If you answered B, or even A, you’re an eternal optimist! The correct answer, though, is C: every two hours. When you’re housetraining a puppy, the general rule of thumb is that they can hold their bladder one hour for each month they’ve been alive (up to a max of about eight to ten hours). So a three-month-old Collie puppy needs to go outside every three hours, a four-month-old needs to go every four hours, and so on. If you’re retired, or you work from home, or you’re taking the puppy to work with you or to a doggy daycare (make sure your puppy is up-to-date on all vaccines before considering that last option), great! But if you’re planning on leaving your dog alone during your workday, you’ll definitely want to adopt a full-grown dog, ideally from a Collie rescue that can help you find the right dog for your lifestyle.
Time to get real: when we ask people what reservations they have about Collie adoption, we hear the same things over and over again. If you’re operating under any of these mistaken beliefs, you just might be missing out on meeting the best friend you’ll ever have. So it’s time for us to set the record straight:
Here’s the truth: you absolutely can find a Collie, even a Collie puppy, for adoption in an animal shelter or rescue group. And they don’t end up there because they’re bad dogs. In fact, often the only difference between the dog in the shelter and the one on your couch is a bit of bad luck. Think about it: let’s say you buy a Collie puppy for sale by a breeder.
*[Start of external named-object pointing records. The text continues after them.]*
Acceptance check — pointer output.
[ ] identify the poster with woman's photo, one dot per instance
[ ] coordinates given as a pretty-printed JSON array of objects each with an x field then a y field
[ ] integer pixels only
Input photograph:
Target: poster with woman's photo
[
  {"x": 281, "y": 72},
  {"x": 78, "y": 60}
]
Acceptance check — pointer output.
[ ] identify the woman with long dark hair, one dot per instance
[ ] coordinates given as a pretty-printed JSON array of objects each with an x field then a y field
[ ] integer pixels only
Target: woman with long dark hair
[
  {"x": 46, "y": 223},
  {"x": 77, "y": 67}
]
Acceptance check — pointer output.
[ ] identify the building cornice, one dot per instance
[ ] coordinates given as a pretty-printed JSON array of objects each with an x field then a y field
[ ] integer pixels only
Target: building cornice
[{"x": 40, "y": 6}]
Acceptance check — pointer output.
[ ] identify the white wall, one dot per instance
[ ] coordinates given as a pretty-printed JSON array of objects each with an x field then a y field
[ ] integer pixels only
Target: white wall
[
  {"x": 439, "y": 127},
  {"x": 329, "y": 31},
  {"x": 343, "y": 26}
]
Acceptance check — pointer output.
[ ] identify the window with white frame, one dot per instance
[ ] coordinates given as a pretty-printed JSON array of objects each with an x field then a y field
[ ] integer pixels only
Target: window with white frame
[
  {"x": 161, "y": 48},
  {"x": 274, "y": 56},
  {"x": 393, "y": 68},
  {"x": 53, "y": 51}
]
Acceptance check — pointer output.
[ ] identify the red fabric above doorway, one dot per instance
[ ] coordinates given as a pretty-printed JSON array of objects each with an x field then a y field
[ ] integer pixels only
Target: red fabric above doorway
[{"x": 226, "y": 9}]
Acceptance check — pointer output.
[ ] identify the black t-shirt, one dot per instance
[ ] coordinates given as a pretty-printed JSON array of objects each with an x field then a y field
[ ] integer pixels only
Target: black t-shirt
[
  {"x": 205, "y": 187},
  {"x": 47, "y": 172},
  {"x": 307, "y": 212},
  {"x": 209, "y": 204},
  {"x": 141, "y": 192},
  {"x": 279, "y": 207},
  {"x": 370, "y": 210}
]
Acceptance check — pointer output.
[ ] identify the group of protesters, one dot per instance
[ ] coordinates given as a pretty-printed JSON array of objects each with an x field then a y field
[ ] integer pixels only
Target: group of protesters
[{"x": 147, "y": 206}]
Your new dog is great; you immediately enroll the two of you in obedience classes, and soon your best pal is housebroken and well trained. But what would happen to your wonderful Collie if, tragically, something happened to you? What if he escaped from your home and ran away? Your best pal would very likely end up in an animal shelter. The lucky person who adopts your Collie would be getting a great dog! Animal shelters are filled with wonderful, healthy, well-behaved dogs who have been in homes before, but whose owners have fallen on hard times. Many of them are housebroken and trained. Collie rescue organizations often care for their adoptable dogs in foster homes, which means their foster families will be able to tell you if the Collie you want to adopt is good with other animals or kids, and if he or she is housebroken and knows any basic commands. As you can see, adopting from a rescue organization is likely the very safest way for people with children to add a new Collie to their family!